次いで、更に反応容器内にtert−ブチルパーオキシオクトエート0.5質量部を加え、常圧下で反応容器内の液温を85℃に保持しながら2時間撹拌機で撹拌を続けた後、反応容器内の液温を85℃から110℃に上げて1時間加熱した。次いで、反応容器内にキシレン14質量部を加えて反応容器内の液温を低下させ、液温が40℃になった時点で撹拌を止めることによりシリルアクリル系共重合体(A1)を調製した。シリルアクリル系共重合体(A1)の特性等を表1に示す。
各モノマーの仕込み量を表1の記載にしたがって変更したこと以外は製造例1と同様に重合を行い、シリルアクリル系共重合体(A2)〜(A4)を得た。シリルアクリル系共重合体(A2)〜(A4)の特性等を表1に示す。
<加熱残分(質量NV)の算出方法>
シリルアクリル系共重合体(A)1gを平底皿に量り採り、質量既知の針金を使って均一に広げ、125℃で1時間乾燥後、残渣及び針金の質量を量ることにより加熱残分(質量%)を算出した。
シリルアクリル系共重合体(A)の重量平均分子量(Mw)は、測定装置として東ソー(株)製「HLC−8120GPC」、分離カラムとして東ソー(株)製「TSK−gel αタイプ」(α−M)を2本用い、ジメチルホルムアミド(DMF)を溶離液としてゲルパーミエーションクロマトグラフィー(GPC)法により測定した。
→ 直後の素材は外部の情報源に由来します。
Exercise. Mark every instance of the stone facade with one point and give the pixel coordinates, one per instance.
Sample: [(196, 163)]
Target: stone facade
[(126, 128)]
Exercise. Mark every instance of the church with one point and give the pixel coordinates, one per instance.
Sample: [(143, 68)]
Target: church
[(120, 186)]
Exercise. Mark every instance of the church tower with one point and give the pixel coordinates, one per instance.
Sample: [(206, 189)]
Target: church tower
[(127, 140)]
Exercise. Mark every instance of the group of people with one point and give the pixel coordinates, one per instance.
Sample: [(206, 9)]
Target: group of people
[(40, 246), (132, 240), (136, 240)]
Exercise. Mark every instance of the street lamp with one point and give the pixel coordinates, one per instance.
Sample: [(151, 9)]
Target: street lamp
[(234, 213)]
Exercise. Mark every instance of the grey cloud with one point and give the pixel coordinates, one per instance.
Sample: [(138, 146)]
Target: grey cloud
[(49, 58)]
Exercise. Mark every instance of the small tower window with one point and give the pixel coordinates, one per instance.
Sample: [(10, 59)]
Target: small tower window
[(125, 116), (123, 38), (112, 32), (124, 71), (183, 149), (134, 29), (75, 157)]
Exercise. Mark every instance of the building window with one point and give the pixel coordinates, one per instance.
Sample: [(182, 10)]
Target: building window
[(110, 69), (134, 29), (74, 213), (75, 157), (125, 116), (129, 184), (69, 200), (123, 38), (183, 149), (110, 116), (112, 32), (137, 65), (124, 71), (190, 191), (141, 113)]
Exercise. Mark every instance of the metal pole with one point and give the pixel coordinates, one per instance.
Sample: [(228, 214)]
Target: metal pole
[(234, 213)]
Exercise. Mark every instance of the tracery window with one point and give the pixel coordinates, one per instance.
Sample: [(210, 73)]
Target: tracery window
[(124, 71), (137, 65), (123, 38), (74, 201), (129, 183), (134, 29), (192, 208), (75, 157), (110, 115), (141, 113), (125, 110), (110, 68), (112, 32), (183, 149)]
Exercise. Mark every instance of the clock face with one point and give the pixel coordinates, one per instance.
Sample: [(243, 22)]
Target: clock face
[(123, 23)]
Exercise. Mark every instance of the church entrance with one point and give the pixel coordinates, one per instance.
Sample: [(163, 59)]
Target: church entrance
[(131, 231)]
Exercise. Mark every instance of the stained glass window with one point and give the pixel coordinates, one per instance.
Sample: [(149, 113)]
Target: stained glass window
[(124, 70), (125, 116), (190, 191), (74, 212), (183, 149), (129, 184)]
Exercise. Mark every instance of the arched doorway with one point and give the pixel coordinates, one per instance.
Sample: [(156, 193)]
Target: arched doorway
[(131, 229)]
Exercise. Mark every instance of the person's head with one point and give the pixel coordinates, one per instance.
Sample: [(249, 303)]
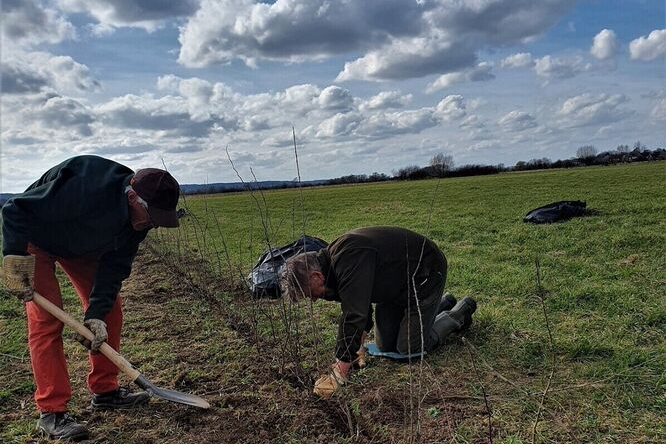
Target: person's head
[(302, 277), (159, 192)]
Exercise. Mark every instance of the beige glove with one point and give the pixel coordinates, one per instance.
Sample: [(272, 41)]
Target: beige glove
[(19, 275), (328, 384), (98, 327), (361, 357)]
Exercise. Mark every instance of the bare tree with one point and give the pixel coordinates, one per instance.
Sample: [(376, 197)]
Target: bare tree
[(586, 151), (441, 163)]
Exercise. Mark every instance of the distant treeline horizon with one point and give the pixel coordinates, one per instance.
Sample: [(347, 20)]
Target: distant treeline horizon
[(440, 166)]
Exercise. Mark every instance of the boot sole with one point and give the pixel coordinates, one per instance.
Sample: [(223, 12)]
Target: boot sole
[(77, 437)]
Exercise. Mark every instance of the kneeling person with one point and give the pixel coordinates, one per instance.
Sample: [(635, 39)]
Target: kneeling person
[(400, 271)]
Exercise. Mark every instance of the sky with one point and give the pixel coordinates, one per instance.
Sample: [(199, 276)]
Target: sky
[(367, 85)]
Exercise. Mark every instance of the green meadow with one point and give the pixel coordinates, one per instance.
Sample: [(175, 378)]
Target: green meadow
[(602, 287), (603, 278)]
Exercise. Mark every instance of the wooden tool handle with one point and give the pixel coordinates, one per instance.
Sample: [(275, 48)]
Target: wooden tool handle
[(105, 349)]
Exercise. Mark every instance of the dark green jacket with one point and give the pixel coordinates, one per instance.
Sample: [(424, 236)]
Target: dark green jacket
[(377, 265), (75, 209)]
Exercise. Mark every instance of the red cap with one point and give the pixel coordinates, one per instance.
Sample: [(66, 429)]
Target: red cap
[(161, 191)]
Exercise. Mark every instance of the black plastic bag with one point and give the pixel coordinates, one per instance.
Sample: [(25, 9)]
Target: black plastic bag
[(264, 279), (556, 211)]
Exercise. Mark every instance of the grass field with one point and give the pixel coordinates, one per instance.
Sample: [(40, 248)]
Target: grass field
[(603, 279)]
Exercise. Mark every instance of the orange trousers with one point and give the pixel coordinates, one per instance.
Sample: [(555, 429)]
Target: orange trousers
[(45, 332)]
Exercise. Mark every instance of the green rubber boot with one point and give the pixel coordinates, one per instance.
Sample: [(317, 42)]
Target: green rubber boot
[(458, 319)]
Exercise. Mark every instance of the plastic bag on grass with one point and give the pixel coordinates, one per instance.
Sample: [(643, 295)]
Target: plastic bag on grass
[(264, 278), (556, 211)]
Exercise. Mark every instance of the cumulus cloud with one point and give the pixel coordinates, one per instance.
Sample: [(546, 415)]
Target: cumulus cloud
[(451, 108), (593, 109), (383, 125), (21, 79), (165, 114), (338, 125), (604, 45), (659, 110), (386, 100), (64, 112), (146, 14), (552, 68), (30, 22), (397, 39), (29, 72), (517, 120), (520, 60), (650, 47), (335, 98), (479, 73)]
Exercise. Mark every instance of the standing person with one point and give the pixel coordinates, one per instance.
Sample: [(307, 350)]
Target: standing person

シリルアクリル系共重合体(A)の重量平均分子量(Mw)は、ポリスチレン換算として求めた。
シリルアクリル系共重合体(A)の粘度は、液温25℃でB型粘度計〔東京計器(株)製〕を用いて測定した(単位:mPa・s)。
・TIPSMA:トリイソプロピルシリルメタクリレート
・TIPSA:トリイソプロピルシリルアクリレート
・MEMA:2−メトキシエチルメタクリレート
・MEA:2−メトキシエチルアクリレート
・MMA:メチルメタクリレート
・BA:ブチルアクリレート
<防汚塗料組成物の製造>
〔実施例1〜14及び比較例1〜11〕
・配合成分
防汚塗料組成物に用いた各配合成分を表2に示す。
表3〜6に記載された配合(質量部)で、各配合成分を混合撹拌し防汚塗料組成物を得た。各防汚塗料組成物について下記評価を行った。結果を表3〜6に示す。
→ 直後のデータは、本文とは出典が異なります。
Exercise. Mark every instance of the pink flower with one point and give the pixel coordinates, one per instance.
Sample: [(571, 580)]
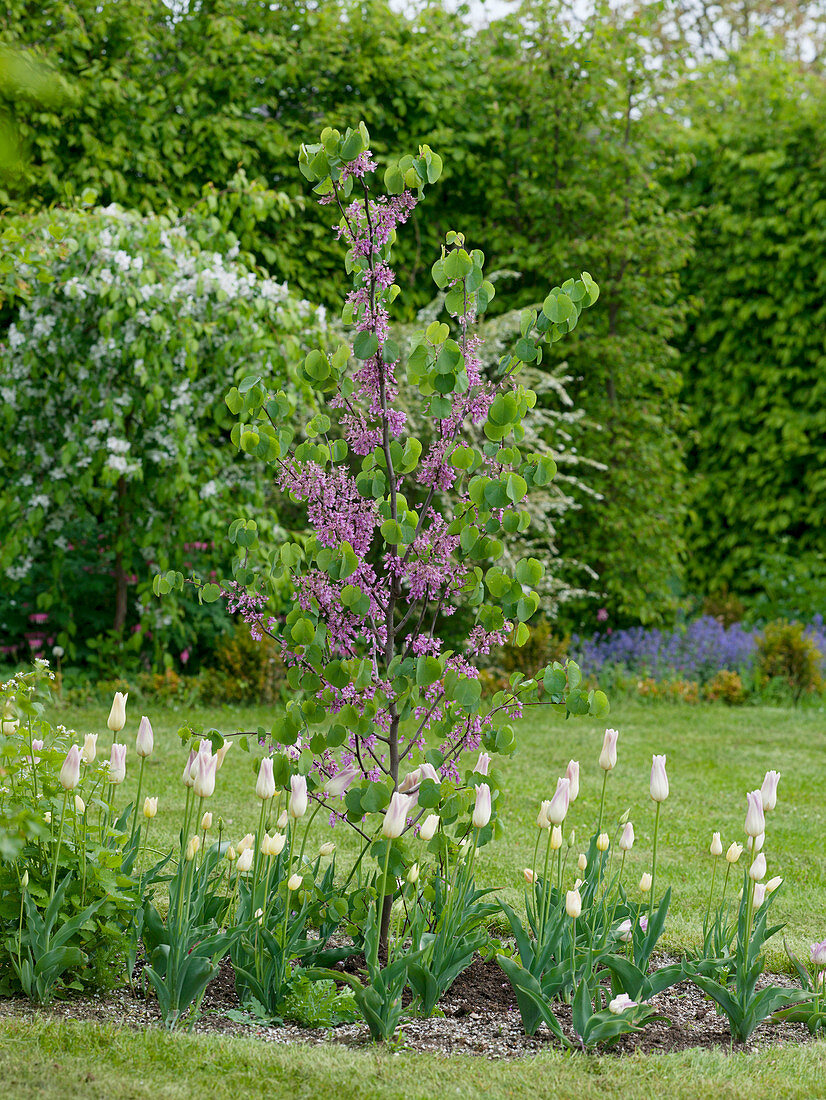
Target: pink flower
[(70, 770)]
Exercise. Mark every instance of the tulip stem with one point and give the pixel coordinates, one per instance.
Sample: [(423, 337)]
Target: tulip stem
[(616, 894), (546, 887), (256, 864), (34, 766), (138, 799), (306, 834), (602, 804), (57, 850), (382, 901), (653, 862), (142, 856), (83, 876), (711, 894)]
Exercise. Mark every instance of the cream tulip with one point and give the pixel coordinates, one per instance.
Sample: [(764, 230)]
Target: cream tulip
[(118, 714)]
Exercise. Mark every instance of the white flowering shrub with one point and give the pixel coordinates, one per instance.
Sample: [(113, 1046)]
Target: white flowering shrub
[(113, 366)]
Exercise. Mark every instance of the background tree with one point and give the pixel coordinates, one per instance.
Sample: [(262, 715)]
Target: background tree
[(752, 353), (579, 175), (112, 376)]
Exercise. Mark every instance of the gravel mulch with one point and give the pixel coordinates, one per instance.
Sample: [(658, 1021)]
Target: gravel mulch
[(480, 1018)]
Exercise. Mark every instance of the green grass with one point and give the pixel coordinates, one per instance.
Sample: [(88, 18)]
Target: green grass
[(714, 756), (64, 1060)]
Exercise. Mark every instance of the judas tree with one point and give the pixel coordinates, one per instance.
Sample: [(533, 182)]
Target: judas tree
[(404, 531)]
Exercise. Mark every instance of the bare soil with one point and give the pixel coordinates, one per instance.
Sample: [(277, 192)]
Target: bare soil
[(478, 1016)]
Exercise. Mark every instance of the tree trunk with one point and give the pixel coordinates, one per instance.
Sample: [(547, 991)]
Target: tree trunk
[(120, 573)]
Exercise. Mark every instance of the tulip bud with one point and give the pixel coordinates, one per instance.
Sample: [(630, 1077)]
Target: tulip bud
[(118, 714), (187, 776), (483, 807), (145, 740), (757, 871), (659, 779), (276, 844), (297, 796), (558, 807), (204, 772), (483, 763), (70, 770), (624, 932), (265, 783), (769, 790), (395, 817), (118, 763), (573, 903), (755, 816), (608, 756)]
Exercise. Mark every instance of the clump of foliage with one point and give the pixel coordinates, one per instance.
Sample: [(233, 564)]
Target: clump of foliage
[(786, 652), (113, 366), (726, 686)]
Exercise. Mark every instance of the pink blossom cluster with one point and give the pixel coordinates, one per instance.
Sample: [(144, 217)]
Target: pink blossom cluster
[(336, 508)]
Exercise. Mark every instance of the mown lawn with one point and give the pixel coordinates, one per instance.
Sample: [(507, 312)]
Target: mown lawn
[(68, 1060), (714, 756)]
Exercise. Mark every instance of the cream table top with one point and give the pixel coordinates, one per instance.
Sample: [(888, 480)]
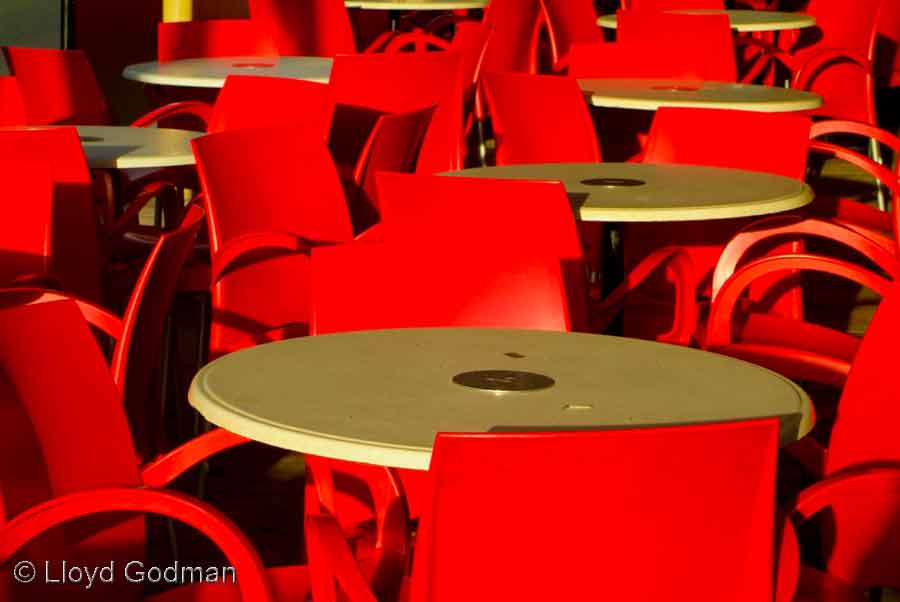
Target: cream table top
[(211, 72), (646, 192), (124, 147), (415, 4), (741, 20), (650, 94), (380, 396)]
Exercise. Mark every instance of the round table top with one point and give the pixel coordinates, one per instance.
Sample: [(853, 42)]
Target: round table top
[(741, 20), (648, 192), (211, 72), (416, 4), (124, 147), (381, 396), (650, 94)]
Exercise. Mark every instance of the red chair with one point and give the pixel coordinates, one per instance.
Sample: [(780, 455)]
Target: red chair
[(270, 194), (396, 83), (137, 334), (309, 28), (54, 222), (12, 111), (212, 38), (519, 105), (362, 286), (669, 521), (393, 145), (59, 87), (569, 22)]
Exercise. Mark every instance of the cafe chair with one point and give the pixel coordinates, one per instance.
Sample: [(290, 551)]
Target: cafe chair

各防汚塗料組成物について製造直後に50℃の恒温器内に放置し、1週間おきに粘度測定を行い、製造直後の粘度と貯蔵後の粘度(いずれも塗料温度23℃に調整したもの)とを比較することにより粘度の上昇具合を確認した。粘度測定は、ストーマー粘度計を用いた(単位Ku)。測定は4週間後まで行い、4週間後と1週間後の粘度の差を増粘率とした。増粘率が低いほど、貯蔵安定性に優れていることを示す。
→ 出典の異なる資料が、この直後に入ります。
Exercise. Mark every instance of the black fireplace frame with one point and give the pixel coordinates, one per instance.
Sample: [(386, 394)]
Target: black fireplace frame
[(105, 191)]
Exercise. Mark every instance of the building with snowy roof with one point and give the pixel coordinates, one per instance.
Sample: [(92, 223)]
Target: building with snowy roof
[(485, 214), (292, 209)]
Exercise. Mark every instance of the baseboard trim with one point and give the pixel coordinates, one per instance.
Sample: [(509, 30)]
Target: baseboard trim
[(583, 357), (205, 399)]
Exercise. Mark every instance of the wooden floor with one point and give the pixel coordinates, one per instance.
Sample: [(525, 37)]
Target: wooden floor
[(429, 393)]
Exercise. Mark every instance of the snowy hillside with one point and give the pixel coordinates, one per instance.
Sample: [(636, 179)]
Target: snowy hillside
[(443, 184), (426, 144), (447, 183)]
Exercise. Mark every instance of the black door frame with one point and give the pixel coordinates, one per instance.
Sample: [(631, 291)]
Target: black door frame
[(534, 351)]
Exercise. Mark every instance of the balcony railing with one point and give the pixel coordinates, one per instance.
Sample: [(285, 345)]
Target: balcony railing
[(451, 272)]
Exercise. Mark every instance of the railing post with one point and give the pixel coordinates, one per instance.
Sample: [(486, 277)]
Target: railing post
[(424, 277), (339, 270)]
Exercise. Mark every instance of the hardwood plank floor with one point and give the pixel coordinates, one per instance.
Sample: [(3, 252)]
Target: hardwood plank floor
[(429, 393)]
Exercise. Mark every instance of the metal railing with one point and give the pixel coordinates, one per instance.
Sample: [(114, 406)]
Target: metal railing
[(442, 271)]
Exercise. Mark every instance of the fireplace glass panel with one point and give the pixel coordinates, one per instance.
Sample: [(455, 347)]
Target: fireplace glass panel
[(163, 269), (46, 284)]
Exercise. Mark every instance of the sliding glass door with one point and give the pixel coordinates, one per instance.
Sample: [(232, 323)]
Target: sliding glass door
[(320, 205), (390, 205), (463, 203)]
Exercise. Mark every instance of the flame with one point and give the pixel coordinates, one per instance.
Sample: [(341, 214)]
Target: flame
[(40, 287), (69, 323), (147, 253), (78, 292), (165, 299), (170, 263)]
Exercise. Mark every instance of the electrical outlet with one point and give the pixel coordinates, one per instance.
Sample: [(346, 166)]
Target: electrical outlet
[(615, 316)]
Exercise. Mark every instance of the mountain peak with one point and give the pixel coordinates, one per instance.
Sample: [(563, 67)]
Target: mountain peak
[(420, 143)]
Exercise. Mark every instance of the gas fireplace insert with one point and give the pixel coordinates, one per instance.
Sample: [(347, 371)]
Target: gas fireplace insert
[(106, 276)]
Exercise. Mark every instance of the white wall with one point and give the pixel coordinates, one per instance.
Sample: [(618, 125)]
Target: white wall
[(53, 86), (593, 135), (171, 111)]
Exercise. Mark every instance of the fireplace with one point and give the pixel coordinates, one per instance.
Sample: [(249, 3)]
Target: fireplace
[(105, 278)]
塩ビ製板(縦50mm×横50mm)に対して、実施例及び比較例の防汚塗料組成物を乾燥膜厚が100μmとなるように、隙間0.7mmのフィルムアプリケーターを用いて常温下で塗装し、常温で1日放置することにより塗膜付き試験板を得た。
該塗膜付き試験板を25℃に調整した海水中に試験塗膜上の水流速度が計算上約15ノットに相当する速度になる条件で1ヶ月間浸漬させた。1ヶ月間浸漬した後に、非接触型レーザー膜厚計を用いて膜厚を測定し、浸漬する前の膜厚と浸漬後の膜厚の差を算出し消耗量を測定した。更に、上記条件で2〜6ヶ月間浸漬させた後の試験板についても同様に消耗量を測定した。
本評価においては、数値が小さいほど消耗量が小さく抑えられていることを示す。
塗膜付き試験板を30℃に調整した海水中に浸漬させたこと以外は、25℃における消耗性評価と同様に消耗量を測定した。
なお、本評価においても数値が小さいほど消耗量が小さく抑えられていることを示し、比[30℃における消耗量/25℃における消耗量]の値が1に近いほど好ましい。
Claims (8)
- トリイソプロピルシリル(メタ)アクリレート由来の構成単位(a1)、及び重合性二重結合を有する重合性モノマー由来の構成単位(a2)を有するシリルアクリル系共重合体(A)、炭素数1〜3の低級アルコール(B)、銅成分及び亜鉛成分を含有する防汚剤(C)、及びモノカルボン酸化合物(D)を含有する防汚塗料組成物であり、前記防汚塗料組成物中の前記低級アルコール(B)の含有量が0.1〜3質量%である防汚塗料組成物。
- 前記構成単位(a2)に対する前記構成単位(a1)の質量比[(a1)/(a2)]が40/60〜95/5である、請求項1に記載の防汚塗料組成物。
- 前記防汚塗料組成物中の前記シリルアクリル系共重合体(A)の含有量が5〜40質量%である、請求項1又は2に記載の防汚塗料組成物。
- 前記シリルアクリル系共重合体(A)の重量平均分子量(Mw)が5,000〜100,000である、請求項1〜3のいずれかに記載の防汚塗料組成物。
- 請求項1〜4のいずれかに記載の防汚塗料組成物を硬化させた塗膜。
- 請求項5に記載の塗膜を基材上に有する塗膜付き基材。
- 前記基材が船舶である、請求項6に記載の塗膜付き基材。
- 請求項1〜4のいずれかに記載の防汚塗料組成物を基材に塗布又は含浸させることにより、塗布体又は含浸体を得る工程(1)、及び前記塗布体又は含浸体を乾燥することにより、前記防汚塗料組成物を硬化させる工程(2)を有する、塗膜付き基材の製造方法。